Suddenly he stopped smiling. He looked at our room door, blank faced and then grimaced. He held his hand to his torso and hissed in pain. All the happiness just vanished, replaced with worry. I checked to see if he had gotten hurt but there were no wounds on him. Why was he in pain then? Was his mind being attacked? I closed my eyes and located his mind. I didnt find any external power attacking him.

"Andrian, whats wrong? Who is hurting you?" I ask him, worry gnawing at me.

"Its nothing. Someone is just being tortured." Andrian replied.

"What??!!?!" I ask him, horrified.

"You know i can feel others pain, so whoever is being tortured, i can feel their pain." He said and i grimaced. Now that wasnt nice.

"Who is being tortured and why?" I ask him, totally not ok with it.

"They most probably caught a spy. They might be torturing him for information. Dont look so surprised, we are vampires. We dont have much humanity within us." Andrian says.

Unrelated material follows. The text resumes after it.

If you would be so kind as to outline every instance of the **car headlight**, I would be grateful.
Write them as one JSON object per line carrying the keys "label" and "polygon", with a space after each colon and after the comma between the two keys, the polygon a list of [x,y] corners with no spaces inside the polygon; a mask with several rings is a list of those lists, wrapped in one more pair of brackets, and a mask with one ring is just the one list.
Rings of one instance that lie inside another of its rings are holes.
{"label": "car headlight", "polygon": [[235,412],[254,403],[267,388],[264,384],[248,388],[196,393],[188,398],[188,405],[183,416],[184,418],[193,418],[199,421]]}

"I know you are vampires but torturing is not something i would consider normal." I tell him. "And also you guys are pretty humanistic."

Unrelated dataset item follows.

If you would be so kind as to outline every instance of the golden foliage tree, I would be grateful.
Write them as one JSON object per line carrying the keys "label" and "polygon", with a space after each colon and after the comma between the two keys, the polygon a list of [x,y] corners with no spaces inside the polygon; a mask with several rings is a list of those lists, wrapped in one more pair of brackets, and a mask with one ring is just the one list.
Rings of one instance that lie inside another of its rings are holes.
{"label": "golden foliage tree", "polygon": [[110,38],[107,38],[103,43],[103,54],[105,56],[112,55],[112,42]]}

He smiles at me when i say that he is pretty humanistic. I mean he is. Like he and Catherine are big softies, so is Edwin. They dont seem like monsters at all.

"I was not always so humanistic as you call it. I did have phases when i felt nothing. I did not feel any remorse or guilt when i drank the life out of people. I did not even care about my own family. But then things change. It is not all permanent." He explains.

"What do you think caused the change?" I ask him. He looks at me a long moment, looking thoughtful.

"You did." He said softly. And my heart leapt. I grinned at him. Awww. That just melted my heart. I opened my mouth to ask him to elaborate more on what he meant about me changing me. But then he grimaces again and looks away.

I feel really bad that he is suffering so much. He totally doesnt deserve it. I also feel really bad about whoever it is being tortured. But first i need to help Andrian. I cant see him in pain. It hurts me when he is in pain. I reach out and take his hand in mine. I intervene our fingers and close my eyes. I immediately feel his presence. I concentrate on his presence. His presence is much different than my own or Rajah's.

His presence was golden and black. It was strikingly beautiful. The black stood for his vampire side and the gold was his soul. His presence reaches out to me. At first i was surprised with it. I was also scared. I mean his presence meeting mine might lead to disaster. But i dont move away as his golden black presence brushes against my red and blue one. It was the most beautiful feeling ever.

It felt so exhilarating and beautiful. It felt amazing. But it was gone too soon. His presence retreated completely into his mind. I felt strangly empty and sad without his presence. But i couldnt concentrate on that right now. I had to shield Andrian. I concentrated on his presence. I actually had no idea of what i was supposed to be doing. Its not like i have ever tried shielding minds before.

But then i remember something. Andrian had said that when i used my powers, it did not affect him. So my pain did not hurt him. Maybe i could use that piece of information. So i focused on my own presence. I slowly separated a part of myself from my own presence. It hurt like a bitch when i did that. It was like i was being poked by thousands of needles. I gave up then. The pain was too overwhelming.